Student Team: NO
D3.js (for creating interactive visualizations)
Python (for initial data preprocessing/reformatting)
Approximately how
many hours were spent working on this submission in total?
30 (?).
May we post your
submission in the Visual Analytics Benchmark Repository after VAST Challenge
2019 is complete? YES
Video
Questions
1 – Emergency responders will base their
initial response on the earthquake shake map. Use visual analytics to determine
how their response should change based on damage reports from citizens on the ground.

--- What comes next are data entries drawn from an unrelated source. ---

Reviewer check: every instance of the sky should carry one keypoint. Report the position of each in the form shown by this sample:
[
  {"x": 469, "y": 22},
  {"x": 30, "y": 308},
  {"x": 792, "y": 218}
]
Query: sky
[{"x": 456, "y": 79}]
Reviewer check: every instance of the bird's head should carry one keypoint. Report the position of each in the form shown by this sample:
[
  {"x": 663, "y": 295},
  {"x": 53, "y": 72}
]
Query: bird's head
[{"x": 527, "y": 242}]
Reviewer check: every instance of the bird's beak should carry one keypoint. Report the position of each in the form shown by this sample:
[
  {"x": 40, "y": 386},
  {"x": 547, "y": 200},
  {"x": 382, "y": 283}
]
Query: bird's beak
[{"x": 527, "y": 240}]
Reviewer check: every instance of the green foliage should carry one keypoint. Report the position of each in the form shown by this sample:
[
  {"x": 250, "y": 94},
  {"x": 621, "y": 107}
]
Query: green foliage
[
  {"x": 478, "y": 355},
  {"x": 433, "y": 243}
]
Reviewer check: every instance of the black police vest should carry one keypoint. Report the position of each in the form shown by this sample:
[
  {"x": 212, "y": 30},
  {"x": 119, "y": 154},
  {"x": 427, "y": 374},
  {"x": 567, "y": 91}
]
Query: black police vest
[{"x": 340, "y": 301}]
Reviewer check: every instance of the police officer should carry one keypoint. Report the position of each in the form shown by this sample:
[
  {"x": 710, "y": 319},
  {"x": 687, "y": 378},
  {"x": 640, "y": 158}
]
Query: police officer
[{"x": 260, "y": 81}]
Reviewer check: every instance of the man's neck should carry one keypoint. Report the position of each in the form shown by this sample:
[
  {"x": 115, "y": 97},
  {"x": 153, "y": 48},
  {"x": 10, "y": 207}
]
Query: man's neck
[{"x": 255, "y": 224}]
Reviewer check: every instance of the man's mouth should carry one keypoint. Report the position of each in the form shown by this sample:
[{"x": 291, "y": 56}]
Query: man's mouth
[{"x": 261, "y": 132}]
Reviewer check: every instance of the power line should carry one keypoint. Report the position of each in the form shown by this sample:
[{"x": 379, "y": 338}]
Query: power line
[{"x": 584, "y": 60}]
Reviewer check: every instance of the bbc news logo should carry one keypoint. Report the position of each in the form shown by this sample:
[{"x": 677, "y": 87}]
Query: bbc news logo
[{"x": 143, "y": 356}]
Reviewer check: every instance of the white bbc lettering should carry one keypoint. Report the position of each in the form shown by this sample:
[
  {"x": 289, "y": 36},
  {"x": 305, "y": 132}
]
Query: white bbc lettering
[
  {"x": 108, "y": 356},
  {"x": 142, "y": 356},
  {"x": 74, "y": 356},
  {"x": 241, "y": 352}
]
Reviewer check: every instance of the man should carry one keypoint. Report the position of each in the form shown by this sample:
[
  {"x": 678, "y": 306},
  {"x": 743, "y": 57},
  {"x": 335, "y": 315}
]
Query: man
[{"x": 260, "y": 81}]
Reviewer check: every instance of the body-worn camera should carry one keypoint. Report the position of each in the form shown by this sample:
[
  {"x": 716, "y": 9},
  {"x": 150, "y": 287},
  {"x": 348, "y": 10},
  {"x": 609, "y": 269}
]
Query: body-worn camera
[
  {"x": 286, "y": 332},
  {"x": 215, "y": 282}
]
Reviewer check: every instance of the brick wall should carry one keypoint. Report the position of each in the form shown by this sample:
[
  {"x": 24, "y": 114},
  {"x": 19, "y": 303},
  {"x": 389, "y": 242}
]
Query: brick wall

How would you prioritize neighborhoods for response? Which parts of the city are hardest
hit? Limit your response to 1000 words and 10 images.
This question refers to the ‘initial’ response: I interpret this as referring to the conditions on Wednesday morning.
The earthquake shake maps suggest that the earthquake’s effects would be localized to the North East: the prequake shakemap suggests that the preshake would be felt only on the very northeastern coast, if at all, and the main quake shakemap suggests that a perceived shaking stronger than ‘moderate’ would be mostly confined to districts 3, 4, 7 and 12, with ‘light’ shaking in districts 2, 14, 18, 13, 11.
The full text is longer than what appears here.